The yield of gelatin extraction was calculated by considering the wet weight of the skins/spines before extraction and the dry weight of the gelatin by using the following equation (Equation (2)):

$$\mathrm{Yield}\mathrm{of}\mathrm{Gelatin}\mathrm{extraction}\left(\%\right)=\frac{\mathrm{Weight}\mathrm{of}\mathrm{dried}\mathrm{gelatin}\left(\mathrm{g}\right)}{\mathrm{Weight}\mathrm{of}\mathrm{wet}\mathrm{skin}/\mathrm{spines}\left(\mathrm{g}\right)}\times 100$$

(2)

4.6. Biopolymer Synthesis

Two film-forming solutions were prepared. Polymer 1: commercial chitosan (Sigma Aldrich) (2% w/v) was dissolved in a 1% lactic acid solution until complete solubilization. Afterwards, glycerol was added to the solution at 50% (w/w). The dissolution was stirred in an ultrasonic bath (P-Selecta, mod516, Barcelona, Spain) until solubilization. Polymer 2: commercial chitosan (Sigma Aldrich) and fish gelatin (Sosa Ingredients S.L.) (1% and 3%, respectively; w/v) were dissolved in a 2% lactic acid solution until complete solubilization. Afterwards, glycerol was added to the solution at 50% (w/w). The dissolution was stirred in an ultrasonic bath (P-Selecta, mod516, Barcelona, Spain) until solubilization. The obtained solutions were poured into polystyrene Petri dishes Ø 150 mm (50 g/dish) and left to dry at room temperature in the dark for 24–48 h until film formation. The same formulation was also prepared without fish gelatin.

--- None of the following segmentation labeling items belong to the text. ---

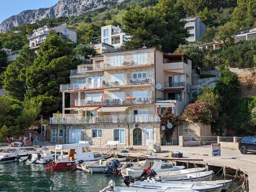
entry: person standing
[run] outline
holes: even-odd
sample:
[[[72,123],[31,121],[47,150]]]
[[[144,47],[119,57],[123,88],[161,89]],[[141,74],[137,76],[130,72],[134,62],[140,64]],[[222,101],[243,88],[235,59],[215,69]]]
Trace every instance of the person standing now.
[[[38,141],[37,139],[37,134],[36,133],[35,133],[34,134],[34,138],[35,138],[35,145],[36,146],[37,145],[37,141]]]
[[[27,135],[24,135],[24,136],[23,137],[23,146],[24,147],[27,146]]]
[[[31,133],[29,133],[29,146],[32,146],[33,145],[32,135]]]
[[[7,140],[7,142],[8,143],[8,145],[10,145],[12,143],[12,139],[10,135],[8,135],[8,137],[6,138],[6,140]]]

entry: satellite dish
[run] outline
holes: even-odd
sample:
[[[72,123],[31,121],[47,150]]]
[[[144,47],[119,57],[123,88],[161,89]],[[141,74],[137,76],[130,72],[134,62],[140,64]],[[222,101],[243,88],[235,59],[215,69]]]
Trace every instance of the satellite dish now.
[[[167,124],[167,128],[170,129],[173,128],[173,124],[172,124],[172,123],[168,123]]]
[[[162,85],[160,83],[157,83],[155,86],[156,89],[157,90],[160,90],[162,88]]]

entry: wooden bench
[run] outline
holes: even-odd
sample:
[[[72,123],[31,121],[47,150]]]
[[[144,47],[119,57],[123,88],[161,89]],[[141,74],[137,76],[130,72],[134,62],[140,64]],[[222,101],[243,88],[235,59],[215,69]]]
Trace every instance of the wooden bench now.
[[[109,147],[110,148],[110,146],[116,146],[116,148],[117,147],[117,145],[119,144],[119,141],[117,140],[109,140],[106,142],[106,144],[105,144],[106,145],[106,147],[109,146]]]

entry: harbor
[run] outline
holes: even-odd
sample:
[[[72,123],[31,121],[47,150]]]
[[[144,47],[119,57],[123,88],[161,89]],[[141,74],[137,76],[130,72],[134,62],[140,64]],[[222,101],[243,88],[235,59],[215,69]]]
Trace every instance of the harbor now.
[[[88,143],[83,144],[82,142],[82,143],[78,144],[59,145],[59,146],[56,145],[56,147],[50,145],[44,146],[41,149],[39,148],[36,148],[36,149],[38,151],[40,150],[44,149],[44,153],[46,152],[46,149],[47,149],[49,152],[51,152],[51,154],[53,155],[54,154],[55,149],[58,149],[59,150],[57,150],[58,151],[57,153],[59,152],[58,153],[59,156],[61,155],[62,153],[63,153],[62,155],[64,156],[65,154],[67,153],[70,154],[70,151],[66,153],[68,151],[65,150],[61,152],[59,151],[60,146],[62,146],[63,148],[65,146],[66,148],[68,146],[71,146],[71,148],[74,148],[74,146],[75,145],[77,146],[83,146],[83,145],[84,145],[88,150],[89,150],[90,147],[90,149],[92,152],[94,152],[94,154],[102,153],[102,155],[106,155],[106,152],[109,154],[110,152],[111,152],[111,153],[112,156],[114,155],[115,157],[119,157],[119,158],[116,159],[119,159],[120,161],[123,160],[121,163],[124,164],[125,161],[127,161],[126,163],[133,162],[134,163],[134,167],[138,166],[136,164],[136,161],[134,161],[135,159],[137,160],[139,160],[140,161],[146,160],[146,162],[144,162],[144,165],[146,165],[144,166],[146,166],[146,161],[155,161],[153,165],[150,165],[152,168],[151,170],[155,170],[156,172],[156,175],[155,176],[154,179],[159,179],[157,178],[161,177],[163,178],[163,176],[161,176],[161,175],[163,173],[165,173],[161,172],[161,170],[159,170],[159,168],[157,168],[159,166],[157,165],[157,163],[160,163],[160,165],[168,165],[172,164],[173,163],[173,166],[172,167],[173,168],[168,170],[169,171],[169,173],[173,173],[173,174],[175,175],[175,177],[176,177],[175,174],[181,176],[182,173],[184,175],[184,173],[186,172],[191,173],[190,174],[190,176],[191,177],[193,175],[193,172],[196,172],[197,173],[195,174],[195,175],[197,175],[196,180],[190,180],[189,181],[185,181],[186,179],[183,178],[180,180],[182,181],[182,184],[179,184],[179,181],[177,180],[177,179],[175,179],[174,183],[172,183],[173,181],[163,180],[156,180],[154,182],[152,182],[148,180],[150,176],[145,181],[149,182],[149,183],[148,183],[146,184],[146,188],[152,187],[152,190],[154,190],[155,187],[148,186],[148,185],[155,185],[157,183],[158,183],[158,182],[162,183],[170,182],[172,183],[171,184],[163,183],[163,187],[171,185],[172,187],[174,187],[173,185],[175,186],[181,184],[183,187],[185,187],[184,186],[185,185],[188,185],[187,182],[189,183],[188,185],[190,185],[190,183],[191,183],[191,181],[194,181],[194,182],[196,181],[194,185],[196,185],[197,183],[197,185],[199,185],[201,187],[202,187],[202,186],[204,186],[204,182],[207,183],[207,182],[214,182],[203,181],[204,181],[203,174],[205,174],[204,173],[205,172],[207,173],[207,171],[212,171],[214,173],[212,175],[212,178],[211,177],[210,179],[207,179],[206,181],[223,180],[228,181],[228,180],[231,180],[231,183],[227,191],[249,191],[248,187],[250,189],[250,191],[253,191],[251,189],[254,188],[255,186],[253,181],[254,180],[253,178],[255,177],[256,173],[255,170],[251,169],[251,167],[254,166],[253,165],[256,163],[256,162],[254,160],[255,155],[248,154],[245,157],[244,155],[243,156],[243,155],[240,154],[240,152],[238,150],[223,149],[222,151],[222,157],[220,158],[213,158],[210,155],[211,152],[210,147],[195,147],[191,148],[175,146],[161,146],[161,153],[153,153],[152,155],[146,154],[147,151],[144,148],[142,147],[133,148],[131,149],[132,150],[129,150],[126,147],[118,147],[117,148],[106,148],[101,146],[100,147],[100,146],[90,146]],[[1,151],[4,148],[4,147],[1,147]],[[100,152],[99,152],[99,151]],[[183,157],[176,158],[170,157],[170,152],[174,151],[180,152],[183,154]],[[77,155],[78,156],[79,154],[77,154]],[[123,159],[126,159],[126,160],[121,159],[120,158],[121,157],[124,157]],[[108,159],[109,157],[109,156]],[[127,188],[127,183],[125,183],[125,179],[123,178],[123,177],[125,178],[125,177],[124,177],[123,175],[122,169],[121,169],[121,173],[119,172],[118,174],[113,174],[113,171],[109,173],[106,173],[106,172],[103,172],[102,173],[104,173],[102,174],[94,172],[92,170],[88,173],[76,169],[78,167],[78,166],[75,167],[75,166],[73,166],[74,165],[72,165],[72,169],[66,167],[66,169],[62,169],[62,170],[54,169],[46,170],[46,167],[48,164],[52,162],[50,162],[48,164],[29,163],[28,161],[30,160],[27,160],[27,161],[28,161],[24,162],[24,160],[26,160],[26,158],[27,157],[25,157],[23,160],[19,161],[16,160],[13,162],[4,162],[0,164],[0,177],[2,178],[0,181],[0,186],[5,186],[4,188],[0,187],[0,191],[12,191],[14,190],[15,191],[34,191],[40,190],[43,191],[69,191],[79,190],[79,191],[101,191],[100,190],[106,187],[111,180],[114,181],[115,186],[117,186],[115,190],[114,190],[115,191],[124,191],[124,190],[121,190],[127,188],[130,189],[130,188]],[[111,160],[108,160],[108,159],[106,162],[111,162],[113,161]],[[112,157],[109,159],[113,160],[114,159],[114,158]],[[86,160],[85,159],[84,159]],[[71,159],[70,159],[70,160]],[[168,160],[168,161],[167,161],[167,160]],[[79,161],[78,160],[76,161],[77,162]],[[65,162],[67,163],[68,161],[65,160]],[[88,162],[89,161],[84,162],[83,164],[85,162],[88,163]],[[97,164],[97,162],[98,162],[98,161],[94,161],[93,163],[96,163]],[[161,163],[161,162],[163,163]],[[166,162],[166,163],[164,163],[164,162]],[[82,165],[83,164],[82,163],[81,164]],[[109,166],[108,166],[108,168],[111,167],[111,163],[109,163]],[[144,166],[142,167],[143,168]],[[196,169],[194,168],[195,167]],[[177,167],[177,169],[175,167]],[[129,169],[129,168],[127,169]],[[195,169],[195,171],[194,171],[193,169]],[[90,170],[90,169],[89,170]],[[123,170],[124,170],[125,169],[123,169]],[[179,170],[180,170],[179,171]],[[142,169],[141,170],[141,171],[142,171]],[[205,171],[205,172],[202,172],[202,171]],[[160,172],[159,172],[159,171]],[[168,174],[169,175],[169,173]],[[200,176],[199,178],[198,178],[198,174]],[[137,176],[140,176],[140,173],[139,173]],[[175,183],[176,179],[178,183]],[[145,182],[140,181],[135,182],[135,184],[130,184],[130,186],[133,186],[132,188],[133,189],[137,188],[135,188],[138,187],[136,185],[139,184],[139,186],[140,185],[145,185],[144,183],[145,183]],[[155,182],[155,183],[154,183]],[[158,185],[159,185],[159,184]],[[121,190],[117,190],[117,189],[119,189],[119,187],[121,187],[120,188]],[[10,187],[10,188],[8,188],[8,187]],[[177,188],[178,187],[176,186],[175,187]],[[145,188],[145,186],[143,186],[142,188]],[[11,189],[11,190],[10,190],[10,189]],[[160,188],[157,190],[162,189]],[[138,190],[138,191],[140,191]],[[172,191],[172,190],[171,191]],[[179,191],[179,190],[174,191]],[[185,190],[183,191],[185,191]]]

4.7. Antimicrobial Activity

The bacteria strains used in the antimicrobial experiment were obtained from the Spanish Type Culture Collection (CECT) of Valencia University: Listeria innocua (CECT 910) and Escherichia coli (CECT 45).

An adaptation of the broth dilution method was used to study the antimicrobial activity of the biopolymers. Falcons were prepared with 10 mL of Muller–Hinton broth. Then, 1.5 × 1.5 cm pieces of each biopolymer were cut and introduced into the prepared medium. Finally, the preparations were inoculated with Listeria innocua and Escherichia coli (~10³ CFU·mL⁻¹).

Counts of the microorganisms were carried out at 0, 24, 48, and 72 h on a plate of Chromogenic Listeria Agar (Oxoid CM1084) for L. innocua and Chromocult^® Coliform Agar (Merck, Darmstadt, Germany) for E. coli. The plates were incubated at 37 °C with readings at 24–48 h. The results were expressed as log CFU·ml⁻¹.